The multiple linear regression analysis aimed to explore the relationship between patient satisfaction (Y) and independent variables, patient’s age (x1) and anxiety level (x3). The analysis was conducted on a sample size of 46 patients. The study encompassed data from 46 patients, providing a robust foundation for the multiple linear regression analysis. In the final model, the regression coefficients for patient’s age (x1) and anxiety level (x3) were estimated at -1.2005 (95% CI [-1.6121, -0.7889]) and -16.7421 (95% CI [-29.0052, -4.4789]) respectively. These coefficients signify the expected change in patient satisfaction for a one-unit increase in the corresponding independent variable, holding other variables constant. The p-values associated with patient’s age (x1) and anxiety level (x3) were both statistically significant (p < 0.05), indicating a significant impact on patient satisfaction. The coefficient of determination (R-squared) was found to be 0.6761, suggesting that approximately 67.61% of the variance in patient satisfaction could be explained by the combined influence of patient’s age and anxiety level. The adjusted R-squared, accounting for the number of predictors, was 0.661. Assumption checks were meticulously conducted. Linearity, equality of variance, normality, and linearity of independent variables were assessed and confirmed. The residuals displayed a reasonable distribution.

Variable selection procedures (forward selection, backward selection, and stepwise) unanimously identified that severity of illness (noted as data1$x2) was not a significant predictor and was consequently excluded from the model. Interaction tests between patient’s age and anxiety level did not reveal any significant interaction effects. A multicollinearity test confirmed the absence of multicollinearity issues among the independent variables. The analysis was conducted using the lm function in R.
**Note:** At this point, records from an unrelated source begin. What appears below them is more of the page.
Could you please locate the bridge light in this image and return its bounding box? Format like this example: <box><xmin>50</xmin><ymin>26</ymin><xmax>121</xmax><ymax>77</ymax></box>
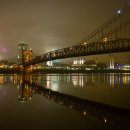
<box><xmin>84</xmin><ymin>42</ymin><xmax>87</xmax><ymax>45</ymax></box>
<box><xmin>103</xmin><ymin>37</ymin><xmax>108</xmax><ymax>42</ymax></box>
<box><xmin>117</xmin><ymin>10</ymin><xmax>122</xmax><ymax>14</ymax></box>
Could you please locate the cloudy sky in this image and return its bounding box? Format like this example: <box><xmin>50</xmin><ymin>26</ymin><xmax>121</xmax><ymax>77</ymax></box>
<box><xmin>0</xmin><ymin>0</ymin><xmax>128</xmax><ymax>61</ymax></box>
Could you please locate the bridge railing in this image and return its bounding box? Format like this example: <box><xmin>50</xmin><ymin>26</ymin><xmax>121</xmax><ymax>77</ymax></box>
<box><xmin>25</xmin><ymin>39</ymin><xmax>130</xmax><ymax>66</ymax></box>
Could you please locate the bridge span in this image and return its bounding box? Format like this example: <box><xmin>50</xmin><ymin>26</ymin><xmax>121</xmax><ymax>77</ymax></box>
<box><xmin>25</xmin><ymin>39</ymin><xmax>130</xmax><ymax>66</ymax></box>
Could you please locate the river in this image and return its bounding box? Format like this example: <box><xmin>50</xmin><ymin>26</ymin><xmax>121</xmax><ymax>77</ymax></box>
<box><xmin>0</xmin><ymin>73</ymin><xmax>130</xmax><ymax>130</ymax></box>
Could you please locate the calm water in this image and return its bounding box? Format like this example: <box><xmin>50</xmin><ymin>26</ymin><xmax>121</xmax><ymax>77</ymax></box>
<box><xmin>0</xmin><ymin>73</ymin><xmax>130</xmax><ymax>130</ymax></box>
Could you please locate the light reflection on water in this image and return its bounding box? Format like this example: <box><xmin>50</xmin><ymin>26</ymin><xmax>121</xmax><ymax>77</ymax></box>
<box><xmin>0</xmin><ymin>73</ymin><xmax>130</xmax><ymax>130</ymax></box>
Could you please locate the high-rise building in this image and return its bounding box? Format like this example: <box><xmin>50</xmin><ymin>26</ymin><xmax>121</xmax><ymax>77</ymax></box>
<box><xmin>17</xmin><ymin>42</ymin><xmax>28</xmax><ymax>62</ymax></box>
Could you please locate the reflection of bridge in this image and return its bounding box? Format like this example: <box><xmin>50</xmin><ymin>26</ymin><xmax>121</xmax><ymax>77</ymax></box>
<box><xmin>22</xmin><ymin>80</ymin><xmax>130</xmax><ymax>128</ymax></box>
<box><xmin>24</xmin><ymin>5</ymin><xmax>130</xmax><ymax>66</ymax></box>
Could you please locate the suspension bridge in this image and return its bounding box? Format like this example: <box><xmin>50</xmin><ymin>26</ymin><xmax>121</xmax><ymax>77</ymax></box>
<box><xmin>22</xmin><ymin>5</ymin><xmax>130</xmax><ymax>67</ymax></box>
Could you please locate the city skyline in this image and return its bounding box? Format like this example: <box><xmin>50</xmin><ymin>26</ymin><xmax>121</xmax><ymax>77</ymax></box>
<box><xmin>0</xmin><ymin>0</ymin><xmax>129</xmax><ymax>62</ymax></box>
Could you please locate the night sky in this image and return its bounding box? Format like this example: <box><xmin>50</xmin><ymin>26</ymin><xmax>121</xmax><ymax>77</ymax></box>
<box><xmin>0</xmin><ymin>0</ymin><xmax>129</xmax><ymax>61</ymax></box>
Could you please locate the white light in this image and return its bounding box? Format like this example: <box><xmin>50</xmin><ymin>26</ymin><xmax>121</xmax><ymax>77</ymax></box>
<box><xmin>117</xmin><ymin>10</ymin><xmax>121</xmax><ymax>14</ymax></box>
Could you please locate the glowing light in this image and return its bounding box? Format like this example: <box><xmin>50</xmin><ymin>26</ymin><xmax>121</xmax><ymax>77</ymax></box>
<box><xmin>117</xmin><ymin>10</ymin><xmax>122</xmax><ymax>14</ymax></box>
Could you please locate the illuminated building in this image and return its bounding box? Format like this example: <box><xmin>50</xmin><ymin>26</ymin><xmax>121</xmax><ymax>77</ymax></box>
<box><xmin>17</xmin><ymin>42</ymin><xmax>28</xmax><ymax>62</ymax></box>
<box><xmin>23</xmin><ymin>49</ymin><xmax>32</xmax><ymax>62</ymax></box>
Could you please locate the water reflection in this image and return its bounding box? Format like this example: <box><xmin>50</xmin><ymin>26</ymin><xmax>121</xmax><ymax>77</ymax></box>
<box><xmin>20</xmin><ymin>78</ymin><xmax>130</xmax><ymax>128</ymax></box>
<box><xmin>0</xmin><ymin>74</ymin><xmax>130</xmax><ymax>130</ymax></box>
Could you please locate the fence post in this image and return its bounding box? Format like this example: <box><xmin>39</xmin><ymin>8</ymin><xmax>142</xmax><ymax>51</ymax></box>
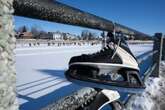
<box><xmin>151</xmin><ymin>33</ymin><xmax>163</xmax><ymax>77</ymax></box>
<box><xmin>162</xmin><ymin>35</ymin><xmax>165</xmax><ymax>61</ymax></box>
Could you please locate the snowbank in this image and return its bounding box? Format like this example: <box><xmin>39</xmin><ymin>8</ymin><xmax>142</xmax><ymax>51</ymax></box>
<box><xmin>126</xmin><ymin>62</ymin><xmax>165</xmax><ymax>110</ymax></box>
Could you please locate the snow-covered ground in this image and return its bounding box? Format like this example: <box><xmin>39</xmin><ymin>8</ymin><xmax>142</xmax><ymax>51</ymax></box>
<box><xmin>127</xmin><ymin>62</ymin><xmax>165</xmax><ymax>110</ymax></box>
<box><xmin>15</xmin><ymin>44</ymin><xmax>152</xmax><ymax>110</ymax></box>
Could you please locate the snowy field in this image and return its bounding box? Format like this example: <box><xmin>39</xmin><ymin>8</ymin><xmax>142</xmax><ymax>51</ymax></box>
<box><xmin>15</xmin><ymin>44</ymin><xmax>152</xmax><ymax>110</ymax></box>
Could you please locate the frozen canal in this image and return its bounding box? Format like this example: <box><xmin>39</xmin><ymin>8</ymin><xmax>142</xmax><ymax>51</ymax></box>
<box><xmin>15</xmin><ymin>44</ymin><xmax>152</xmax><ymax>110</ymax></box>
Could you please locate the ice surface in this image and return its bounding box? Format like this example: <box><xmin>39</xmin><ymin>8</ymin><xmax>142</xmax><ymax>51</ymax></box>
<box><xmin>15</xmin><ymin>44</ymin><xmax>152</xmax><ymax>110</ymax></box>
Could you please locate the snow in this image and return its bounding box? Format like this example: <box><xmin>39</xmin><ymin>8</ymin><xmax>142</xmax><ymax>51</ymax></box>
<box><xmin>127</xmin><ymin>62</ymin><xmax>165</xmax><ymax>110</ymax></box>
<box><xmin>15</xmin><ymin>44</ymin><xmax>152</xmax><ymax>110</ymax></box>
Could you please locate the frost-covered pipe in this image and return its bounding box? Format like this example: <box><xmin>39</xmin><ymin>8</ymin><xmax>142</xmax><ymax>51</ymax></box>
<box><xmin>0</xmin><ymin>0</ymin><xmax>18</xmax><ymax>110</ymax></box>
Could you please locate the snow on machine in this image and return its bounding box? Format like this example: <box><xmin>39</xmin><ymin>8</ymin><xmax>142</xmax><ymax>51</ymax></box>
<box><xmin>65</xmin><ymin>32</ymin><xmax>145</xmax><ymax>93</ymax></box>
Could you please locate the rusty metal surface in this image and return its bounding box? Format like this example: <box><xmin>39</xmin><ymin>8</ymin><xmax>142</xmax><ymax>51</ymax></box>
<box><xmin>14</xmin><ymin>0</ymin><xmax>150</xmax><ymax>37</ymax></box>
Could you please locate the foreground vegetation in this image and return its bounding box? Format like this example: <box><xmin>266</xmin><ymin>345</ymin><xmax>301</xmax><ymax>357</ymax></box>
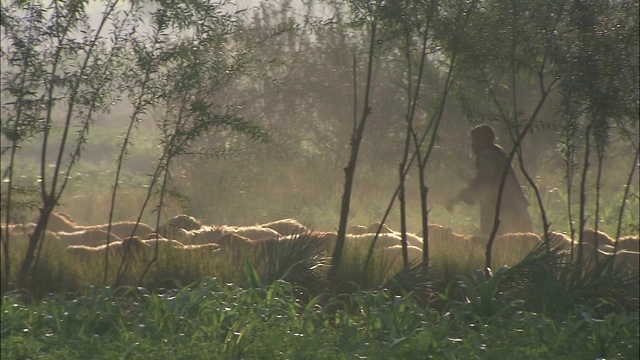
<box><xmin>2</xmin><ymin>272</ymin><xmax>639</xmax><ymax>359</ymax></box>
<box><xmin>1</xmin><ymin>232</ymin><xmax>640</xmax><ymax>359</ymax></box>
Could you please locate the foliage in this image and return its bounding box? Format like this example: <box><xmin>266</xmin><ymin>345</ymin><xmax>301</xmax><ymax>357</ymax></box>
<box><xmin>1</xmin><ymin>279</ymin><xmax>639</xmax><ymax>359</ymax></box>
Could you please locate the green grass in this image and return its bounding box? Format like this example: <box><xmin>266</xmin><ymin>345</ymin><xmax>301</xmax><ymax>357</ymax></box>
<box><xmin>1</xmin><ymin>279</ymin><xmax>639</xmax><ymax>359</ymax></box>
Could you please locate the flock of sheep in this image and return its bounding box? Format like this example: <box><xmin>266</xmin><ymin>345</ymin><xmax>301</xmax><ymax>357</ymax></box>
<box><xmin>2</xmin><ymin>212</ymin><xmax>640</xmax><ymax>269</ymax></box>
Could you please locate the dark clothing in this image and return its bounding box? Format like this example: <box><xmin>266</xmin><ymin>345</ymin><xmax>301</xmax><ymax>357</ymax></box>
<box><xmin>460</xmin><ymin>145</ymin><xmax>533</xmax><ymax>234</ymax></box>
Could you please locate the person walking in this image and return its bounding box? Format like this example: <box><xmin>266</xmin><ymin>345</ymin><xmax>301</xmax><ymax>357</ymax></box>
<box><xmin>446</xmin><ymin>125</ymin><xmax>533</xmax><ymax>235</ymax></box>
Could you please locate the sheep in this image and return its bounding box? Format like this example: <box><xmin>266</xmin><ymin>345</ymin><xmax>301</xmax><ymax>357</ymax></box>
<box><xmin>56</xmin><ymin>229</ymin><xmax>122</xmax><ymax>246</ymax></box>
<box><xmin>314</xmin><ymin>232</ymin><xmax>408</xmax><ymax>254</ymax></box>
<box><xmin>418</xmin><ymin>224</ymin><xmax>472</xmax><ymax>248</ymax></box>
<box><xmin>142</xmin><ymin>238</ymin><xmax>187</xmax><ymax>249</ymax></box>
<box><xmin>66</xmin><ymin>239</ymin><xmax>149</xmax><ymax>262</ymax></box>
<box><xmin>224</xmin><ymin>226</ymin><xmax>282</xmax><ymax>241</ymax></box>
<box><xmin>92</xmin><ymin>221</ymin><xmax>154</xmax><ymax>238</ymax></box>
<box><xmin>367</xmin><ymin>222</ymin><xmax>394</xmax><ymax>234</ymax></box>
<box><xmin>47</xmin><ymin>211</ymin><xmax>154</xmax><ymax>239</ymax></box>
<box><xmin>185</xmin><ymin>226</ymin><xmax>229</xmax><ymax>245</ymax></box>
<box><xmin>215</xmin><ymin>233</ymin><xmax>256</xmax><ymax>255</ymax></box>
<box><xmin>280</xmin><ymin>231</ymin><xmax>338</xmax><ymax>254</ymax></box>
<box><xmin>582</xmin><ymin>229</ymin><xmax>615</xmax><ymax>248</ymax></box>
<box><xmin>158</xmin><ymin>214</ymin><xmax>204</xmax><ymax>238</ymax></box>
<box><xmin>258</xmin><ymin>218</ymin><xmax>309</xmax><ymax>236</ymax></box>
<box><xmin>618</xmin><ymin>235</ymin><xmax>640</xmax><ymax>252</ymax></box>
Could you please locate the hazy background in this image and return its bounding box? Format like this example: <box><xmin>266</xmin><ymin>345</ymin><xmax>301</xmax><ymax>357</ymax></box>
<box><xmin>2</xmin><ymin>1</ymin><xmax>638</xmax><ymax>233</ymax></box>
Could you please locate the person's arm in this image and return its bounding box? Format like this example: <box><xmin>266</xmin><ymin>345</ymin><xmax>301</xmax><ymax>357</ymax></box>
<box><xmin>447</xmin><ymin>149</ymin><xmax>504</xmax><ymax>211</ymax></box>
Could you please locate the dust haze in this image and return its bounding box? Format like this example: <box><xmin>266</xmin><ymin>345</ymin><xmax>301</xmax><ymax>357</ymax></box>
<box><xmin>2</xmin><ymin>1</ymin><xmax>638</xmax><ymax>238</ymax></box>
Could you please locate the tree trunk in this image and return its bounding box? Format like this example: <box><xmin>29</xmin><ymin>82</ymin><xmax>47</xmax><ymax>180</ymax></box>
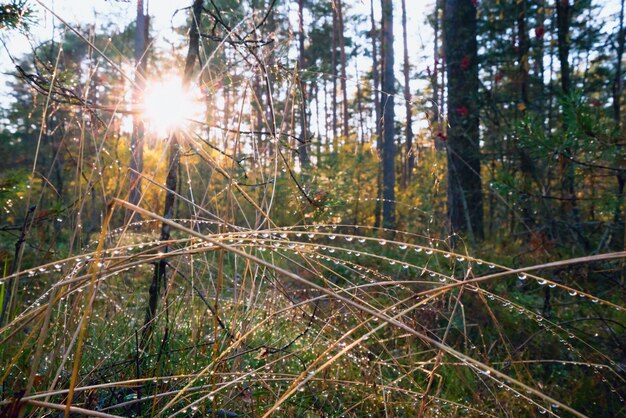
<box><xmin>381</xmin><ymin>0</ymin><xmax>396</xmax><ymax>229</ymax></box>
<box><xmin>402</xmin><ymin>0</ymin><xmax>415</xmax><ymax>187</ymax></box>
<box><xmin>444</xmin><ymin>0</ymin><xmax>483</xmax><ymax>242</ymax></box>
<box><xmin>127</xmin><ymin>0</ymin><xmax>149</xmax><ymax>222</ymax></box>
<box><xmin>612</xmin><ymin>0</ymin><xmax>626</xmax><ymax>251</ymax></box>
<box><xmin>335</xmin><ymin>0</ymin><xmax>350</xmax><ymax>142</ymax></box>
<box><xmin>141</xmin><ymin>0</ymin><xmax>203</xmax><ymax>349</ymax></box>
<box><xmin>330</xmin><ymin>3</ymin><xmax>339</xmax><ymax>154</ymax></box>
<box><xmin>370</xmin><ymin>0</ymin><xmax>383</xmax><ymax>228</ymax></box>
<box><xmin>430</xmin><ymin>0</ymin><xmax>445</xmax><ymax>151</ymax></box>
<box><xmin>555</xmin><ymin>0</ymin><xmax>578</xmax><ymax>238</ymax></box>
<box><xmin>298</xmin><ymin>0</ymin><xmax>309</xmax><ymax>168</ymax></box>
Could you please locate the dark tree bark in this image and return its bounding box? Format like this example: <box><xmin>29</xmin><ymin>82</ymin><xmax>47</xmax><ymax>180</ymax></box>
<box><xmin>381</xmin><ymin>0</ymin><xmax>396</xmax><ymax>229</ymax></box>
<box><xmin>370</xmin><ymin>0</ymin><xmax>383</xmax><ymax>228</ymax></box>
<box><xmin>141</xmin><ymin>0</ymin><xmax>203</xmax><ymax>348</ymax></box>
<box><xmin>402</xmin><ymin>0</ymin><xmax>415</xmax><ymax>186</ymax></box>
<box><xmin>128</xmin><ymin>0</ymin><xmax>149</xmax><ymax>222</ymax></box>
<box><xmin>335</xmin><ymin>0</ymin><xmax>350</xmax><ymax>141</ymax></box>
<box><xmin>298</xmin><ymin>0</ymin><xmax>309</xmax><ymax>167</ymax></box>
<box><xmin>613</xmin><ymin>0</ymin><xmax>626</xmax><ymax>128</ymax></box>
<box><xmin>430</xmin><ymin>0</ymin><xmax>445</xmax><ymax>151</ymax></box>
<box><xmin>517</xmin><ymin>0</ymin><xmax>534</xmax><ymax>233</ymax></box>
<box><xmin>555</xmin><ymin>0</ymin><xmax>578</xmax><ymax>238</ymax></box>
<box><xmin>330</xmin><ymin>2</ymin><xmax>339</xmax><ymax>154</ymax></box>
<box><xmin>444</xmin><ymin>0</ymin><xmax>483</xmax><ymax>241</ymax></box>
<box><xmin>612</xmin><ymin>0</ymin><xmax>626</xmax><ymax>250</ymax></box>
<box><xmin>555</xmin><ymin>0</ymin><xmax>571</xmax><ymax>94</ymax></box>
In summary, the multiple linear regression analysis highlights a substantial influence of patient’s age and anxiety level on patient satisfaction, with rigorous attention paid to assumptions, variable selection, interaction tests, and multicollinearity checks. The model exhibited a high explanatory power, capturing over two-thirds of the variance in patient satisfaction.

Exercise

1) Use pefr mlr.dta dataset from this link: https://sta334.s3.ap-southeast-1.amazonaws.com/data/pefr+mlr.dta. Perform multiple linear regression to find the relationship between PEFR and predictors (age, weight, and height). Check all the assumptions and procedures. Write an appropriate report for this analysis.

2) Conduct a multiple linear regression analysis with Sepal.length as the dependent variable and Sepal.width, petal.width, and petal.width as independent variable in the iris dataset. Test all the assumptions and interpret the results. Interpret the coefficients, R-squared, and adjusted R-squared values.

3) Conduct a multiple linear regression analysis with mpg as the dependent variable and hp, wt, and qsec as independent variables in the mtcars dataset. Test all the assumptions and interpret the results. Interpret the coefficients, R-squared and adjusted R-squared.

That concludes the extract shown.